Sitting in the audience listening to the USC Group’s rendition of ’10’000 reasons to love our Lord’ in Barbados, many listening would be hard pressed to truly appreciate the challenges the group faced just to be present. This was Saturday 31st, 2018 at the East Caribbean Conference’s National Convention held at the Oldbury Campsite.
What were these challenges? Here’s just a few. Not all members made the trip, and some key members of the group were not there. Personal items for some members did not reach. Some equipment was left behind. Even before leaving some questions were raised as to whether some of the equipment could even be taken on the small aircraft. Traveling parents became team chefs by default and well laid plans seemed to be useless given the unexpected circumstances. Sure there were moments of frustration, but there were more moments where God’s amazing Providence shone through.
Put aside the challenges for a moment and take in the delivery of two items by the choir and orchestra during the Sabbath morning service. Sure the numbers were depleted but just listening to the two renditions, one would not know. The rendition medley ‘Bless the Lord oh my soul’ seems to have been delivered from the souls of musicians and singers alike giving thanks to their Creator for the highs and lows of the ongoing trip. The two pieces were rendered with gusto! They were well received by the packed congregation consisting of the main hall and two overflow tents.
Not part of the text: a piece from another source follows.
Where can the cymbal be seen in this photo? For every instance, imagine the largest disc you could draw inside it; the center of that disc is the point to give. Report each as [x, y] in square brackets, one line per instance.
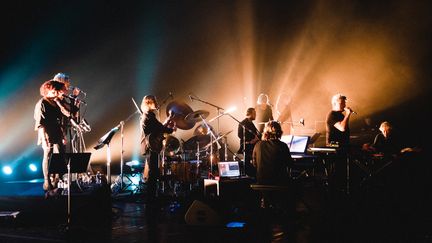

This was music, rather praise, not delivered with numbers, but with heart.
My mind reflected on the biblical story of Gideon, who to what seems like a humanly small number, delivered a great victory with merely 300 men. There were a few in the USC Trinidad contingent who’ve heard the full voice and musical complement. Amazingly, from the fifteen (15) choir members and musical ensemble members present, there was no difference! I think God understood, and angels helped out.
The USC Music group provided two pieces, the second immediately before the speaker of the day took to the podium. Barbadians love good music and the loud amens and extended clapping evidenced that the music was well received. Identifying myself as a group member many offered their thanks for the top class renditions. This was an opportunity to remind them not to miss the concert: there will be more!
I’ll share some comments from the local church members: ‘that music was real class’, ‘Hislop real like his music’, ‘boy dem people could real sing!’. But I like this one best, from a Barbadian with a ward presently studying at our main campus: ‘now THAT is what you call USC Music!”.